Tissue-engineered follicles produce live, fertile offspring

Abstract

Oocytes grown in vitro are of low quality and yield few live births, thus limiting the ability to store or bank the ova of women wishing to preserve their fertility. We applied tissue engineering principles to the culture of immature mouse follicles by designing an alginate hydrogel matrix to maintain the oocyte's 3- dimensional (3D) architecture and cell-cell interactions in vitro. A 3D culture mimics the in vivo follicle environment, and hydrogel-encapsulated follicles develop mature oocytes within the capacity for fertilization similar to that of oocytes matured in vivo. Embryos derived from cultured oocytes fertilized in vitro and transferred to pseudopregnant female mice were viable, and both male and female offspring were fertile. Our results demonstrate that alginate hydrogel-based 3D in vitro culture of follicles permits normal growth and development of follicles and oocytes.
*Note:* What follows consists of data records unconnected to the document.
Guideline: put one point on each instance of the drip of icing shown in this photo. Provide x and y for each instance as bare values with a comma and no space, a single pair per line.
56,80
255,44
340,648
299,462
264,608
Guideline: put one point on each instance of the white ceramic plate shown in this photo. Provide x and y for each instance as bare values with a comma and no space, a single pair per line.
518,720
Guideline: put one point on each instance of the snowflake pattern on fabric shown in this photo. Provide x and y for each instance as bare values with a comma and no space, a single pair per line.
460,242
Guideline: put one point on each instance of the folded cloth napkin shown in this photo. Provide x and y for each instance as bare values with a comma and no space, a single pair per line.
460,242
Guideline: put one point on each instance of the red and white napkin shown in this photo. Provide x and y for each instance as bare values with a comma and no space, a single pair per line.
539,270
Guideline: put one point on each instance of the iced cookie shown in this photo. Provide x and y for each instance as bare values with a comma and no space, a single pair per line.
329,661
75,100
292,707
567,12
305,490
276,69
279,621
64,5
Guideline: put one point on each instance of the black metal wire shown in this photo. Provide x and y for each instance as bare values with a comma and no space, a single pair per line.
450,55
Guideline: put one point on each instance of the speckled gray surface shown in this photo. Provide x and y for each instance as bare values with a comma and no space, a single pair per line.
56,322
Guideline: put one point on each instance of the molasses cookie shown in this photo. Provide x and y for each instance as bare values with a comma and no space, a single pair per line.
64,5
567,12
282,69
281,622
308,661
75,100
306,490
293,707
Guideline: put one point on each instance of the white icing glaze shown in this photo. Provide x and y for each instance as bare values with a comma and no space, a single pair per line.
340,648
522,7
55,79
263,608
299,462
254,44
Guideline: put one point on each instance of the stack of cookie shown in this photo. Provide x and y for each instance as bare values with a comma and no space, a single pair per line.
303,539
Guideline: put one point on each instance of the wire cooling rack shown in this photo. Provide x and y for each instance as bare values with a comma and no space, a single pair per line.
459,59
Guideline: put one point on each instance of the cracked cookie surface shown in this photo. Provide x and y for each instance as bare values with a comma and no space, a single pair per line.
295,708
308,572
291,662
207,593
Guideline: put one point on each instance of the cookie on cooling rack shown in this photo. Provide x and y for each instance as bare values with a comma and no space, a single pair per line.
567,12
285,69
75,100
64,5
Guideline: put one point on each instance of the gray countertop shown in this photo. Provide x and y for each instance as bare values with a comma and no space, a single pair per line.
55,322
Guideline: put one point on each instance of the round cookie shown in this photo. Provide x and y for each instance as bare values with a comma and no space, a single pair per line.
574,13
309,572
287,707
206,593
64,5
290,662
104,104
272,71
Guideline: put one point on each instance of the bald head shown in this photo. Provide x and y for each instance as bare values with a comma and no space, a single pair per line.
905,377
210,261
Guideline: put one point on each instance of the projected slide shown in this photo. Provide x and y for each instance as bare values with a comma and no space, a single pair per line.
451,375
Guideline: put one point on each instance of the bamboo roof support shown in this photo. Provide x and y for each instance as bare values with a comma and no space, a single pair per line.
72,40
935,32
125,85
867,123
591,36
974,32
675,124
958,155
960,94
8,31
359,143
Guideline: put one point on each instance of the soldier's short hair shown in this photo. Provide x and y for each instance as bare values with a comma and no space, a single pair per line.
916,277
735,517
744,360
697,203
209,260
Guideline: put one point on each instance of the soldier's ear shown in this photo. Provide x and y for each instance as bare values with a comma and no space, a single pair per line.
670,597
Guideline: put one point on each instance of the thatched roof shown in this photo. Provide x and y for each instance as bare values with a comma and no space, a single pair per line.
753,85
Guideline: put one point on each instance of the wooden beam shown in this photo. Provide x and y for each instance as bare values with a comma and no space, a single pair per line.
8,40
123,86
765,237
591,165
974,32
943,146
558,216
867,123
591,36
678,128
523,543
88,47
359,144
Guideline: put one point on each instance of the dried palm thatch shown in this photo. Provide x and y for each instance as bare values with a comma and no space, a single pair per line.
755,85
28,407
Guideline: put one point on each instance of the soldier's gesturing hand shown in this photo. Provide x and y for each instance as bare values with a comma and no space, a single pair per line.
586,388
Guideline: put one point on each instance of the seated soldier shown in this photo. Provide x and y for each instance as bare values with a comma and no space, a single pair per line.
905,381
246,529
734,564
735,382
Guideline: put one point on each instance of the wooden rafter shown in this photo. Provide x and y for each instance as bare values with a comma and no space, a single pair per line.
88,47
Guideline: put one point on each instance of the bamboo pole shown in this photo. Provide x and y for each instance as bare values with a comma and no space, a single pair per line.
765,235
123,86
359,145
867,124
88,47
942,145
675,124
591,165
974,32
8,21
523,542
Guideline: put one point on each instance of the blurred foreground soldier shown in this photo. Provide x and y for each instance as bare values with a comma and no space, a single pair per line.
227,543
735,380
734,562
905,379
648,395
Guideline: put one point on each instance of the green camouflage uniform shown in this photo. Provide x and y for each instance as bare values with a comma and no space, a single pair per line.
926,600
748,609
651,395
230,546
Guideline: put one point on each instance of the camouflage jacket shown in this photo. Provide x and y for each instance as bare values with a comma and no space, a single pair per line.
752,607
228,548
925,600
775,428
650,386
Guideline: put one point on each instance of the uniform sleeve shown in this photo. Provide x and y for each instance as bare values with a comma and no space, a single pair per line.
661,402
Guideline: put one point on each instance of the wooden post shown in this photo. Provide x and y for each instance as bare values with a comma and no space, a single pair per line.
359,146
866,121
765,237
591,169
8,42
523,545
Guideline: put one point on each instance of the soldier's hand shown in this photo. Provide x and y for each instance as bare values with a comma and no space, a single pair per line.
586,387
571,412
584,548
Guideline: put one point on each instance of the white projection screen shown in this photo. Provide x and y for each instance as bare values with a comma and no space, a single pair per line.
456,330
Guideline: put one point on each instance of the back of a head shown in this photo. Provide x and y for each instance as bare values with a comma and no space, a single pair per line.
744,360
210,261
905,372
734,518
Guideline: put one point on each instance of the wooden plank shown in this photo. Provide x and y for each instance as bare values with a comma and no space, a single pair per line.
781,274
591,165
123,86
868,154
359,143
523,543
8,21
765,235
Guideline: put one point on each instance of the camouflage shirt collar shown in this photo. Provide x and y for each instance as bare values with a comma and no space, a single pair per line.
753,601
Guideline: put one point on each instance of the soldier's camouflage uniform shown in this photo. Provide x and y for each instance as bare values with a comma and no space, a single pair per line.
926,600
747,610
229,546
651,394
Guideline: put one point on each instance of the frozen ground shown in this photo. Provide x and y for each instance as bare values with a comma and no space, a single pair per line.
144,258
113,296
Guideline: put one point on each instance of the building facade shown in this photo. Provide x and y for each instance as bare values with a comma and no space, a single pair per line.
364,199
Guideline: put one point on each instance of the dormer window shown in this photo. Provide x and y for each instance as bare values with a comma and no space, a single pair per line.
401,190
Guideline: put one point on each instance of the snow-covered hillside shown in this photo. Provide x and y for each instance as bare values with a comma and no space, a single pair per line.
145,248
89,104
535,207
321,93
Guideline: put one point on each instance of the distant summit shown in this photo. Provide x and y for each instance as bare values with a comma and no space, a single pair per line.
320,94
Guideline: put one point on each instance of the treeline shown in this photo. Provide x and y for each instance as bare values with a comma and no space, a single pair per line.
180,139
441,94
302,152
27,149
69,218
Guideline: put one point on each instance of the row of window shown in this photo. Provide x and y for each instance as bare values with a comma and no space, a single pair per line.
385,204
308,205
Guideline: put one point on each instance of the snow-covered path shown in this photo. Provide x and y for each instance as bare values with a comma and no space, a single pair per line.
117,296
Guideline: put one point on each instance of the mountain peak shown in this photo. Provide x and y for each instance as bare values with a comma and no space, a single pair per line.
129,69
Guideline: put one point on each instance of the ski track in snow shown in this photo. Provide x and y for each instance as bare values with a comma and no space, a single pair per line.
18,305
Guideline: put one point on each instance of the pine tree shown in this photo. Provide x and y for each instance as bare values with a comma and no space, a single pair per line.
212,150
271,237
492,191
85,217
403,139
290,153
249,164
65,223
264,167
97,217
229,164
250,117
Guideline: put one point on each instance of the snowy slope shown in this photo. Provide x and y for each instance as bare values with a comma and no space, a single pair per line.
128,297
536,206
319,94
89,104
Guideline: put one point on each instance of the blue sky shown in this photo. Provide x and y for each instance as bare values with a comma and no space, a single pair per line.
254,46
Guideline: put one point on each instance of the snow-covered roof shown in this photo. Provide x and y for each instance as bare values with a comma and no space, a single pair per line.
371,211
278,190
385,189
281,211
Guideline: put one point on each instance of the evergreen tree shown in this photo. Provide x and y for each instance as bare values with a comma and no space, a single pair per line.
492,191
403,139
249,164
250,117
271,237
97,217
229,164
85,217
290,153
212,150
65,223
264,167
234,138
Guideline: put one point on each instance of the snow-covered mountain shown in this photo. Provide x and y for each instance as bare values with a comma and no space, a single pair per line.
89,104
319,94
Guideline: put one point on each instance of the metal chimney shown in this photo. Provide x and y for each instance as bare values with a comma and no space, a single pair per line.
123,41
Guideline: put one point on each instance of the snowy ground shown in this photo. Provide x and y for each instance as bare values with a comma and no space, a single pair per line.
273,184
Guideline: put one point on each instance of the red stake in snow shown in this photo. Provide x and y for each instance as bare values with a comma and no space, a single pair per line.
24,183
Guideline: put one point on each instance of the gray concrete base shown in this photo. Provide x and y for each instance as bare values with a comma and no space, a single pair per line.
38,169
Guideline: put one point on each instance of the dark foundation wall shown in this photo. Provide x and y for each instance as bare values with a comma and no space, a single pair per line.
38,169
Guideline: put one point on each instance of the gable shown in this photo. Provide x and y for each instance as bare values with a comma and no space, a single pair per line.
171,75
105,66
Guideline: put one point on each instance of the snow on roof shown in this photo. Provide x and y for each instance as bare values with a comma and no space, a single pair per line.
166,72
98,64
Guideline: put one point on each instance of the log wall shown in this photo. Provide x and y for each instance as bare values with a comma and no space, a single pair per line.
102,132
This system creates new opportunities for discovery in follicle biology and establishes a core technology for human egg banks for preservation of fertility.

FIG. 1

Development and differentiation of a representative multilayered secondary follicle for 8 days in alginate scaffold. (A) At day 0, a multilayered secondary follicle with a centrally located immature oocyte and some attached theca cells around was isolated and encapsulated in alginate gel. (B) Granulosa cells clearly proliferated after 4 days culture. (C) Follicle maintained their 3-dimensional structure and formed antrums at day 8 (follicles have been removed from alginate gel). (D) The average size of follicles increased 123% from day 0 to day 8. Bar = 100 µm. Color images available online at www.liebertpub.com/ten.

FIG. 2

(A) After 8 days of culture, follicle displayed an in vivo preovulatory phenotype, spherical shape with a central fluid-filled antral cavity, an oocyte within tightly compacted cumulus cells, layers of mural granulosa cells outside, and (B) an intact outer theca cell layer shown by 3β-hydroxysteroid dehydrogenase stain. (C) Oocytes maintained their meiotic arrest during culture (granulosa cells have been removed), and (D) resumed meiosis and extruded first polar body (white arrow) after exogenous human chorionic gonadotropin stimulation. (E) Metaphase II oocytes can be fertilized normally in vitro (black arrow indicates 2 pronuclei), and (F) resulted in the live birth after being transferred back into the oviduct of pseudopregnant mouse. Bar = 100 µm (A, B), 50 µm (C–E).

FIG. 3

(A) Basal steroid concentrations were measured from the condition media collected every other day (A: androstenedione, E2: estradiol, P: progesterone). Data represented as mean±SD (n = 4). Androstenedione increases represent theca cells maintaining normal physiologic function. Estradiol and progesterone both increased, and the ratio of P to E2 was less than 0.5. (B) Oocytes from in vitro cultured multilayered secondary follicles increased significantly from day 0 to day 8 (n = 30; p <.05). In addition, the final size of in vitro growth oocytes was not significantly different in size from oocytes grown in vivo (n = 30; p =.078). (C) Most fully grown oocytes (n = 99) underwent germinal vesicle breakdown and progressed to metaphase II, although at slightly lower rates than oocytes developed in vivo (n = 93). (D) The fertilization rate, determined by the appearance of 2 pronuclei, was 68.2%± 14.5% for metaphase II oocytes (n = 86) from in vitro culture follicles, and 81.7%±5.0% for metaphase II oocytes (n = 65) from in vivo control. Statistical significance was noted between groups with different letters. DG = degeneration; GV = germinal vesicle.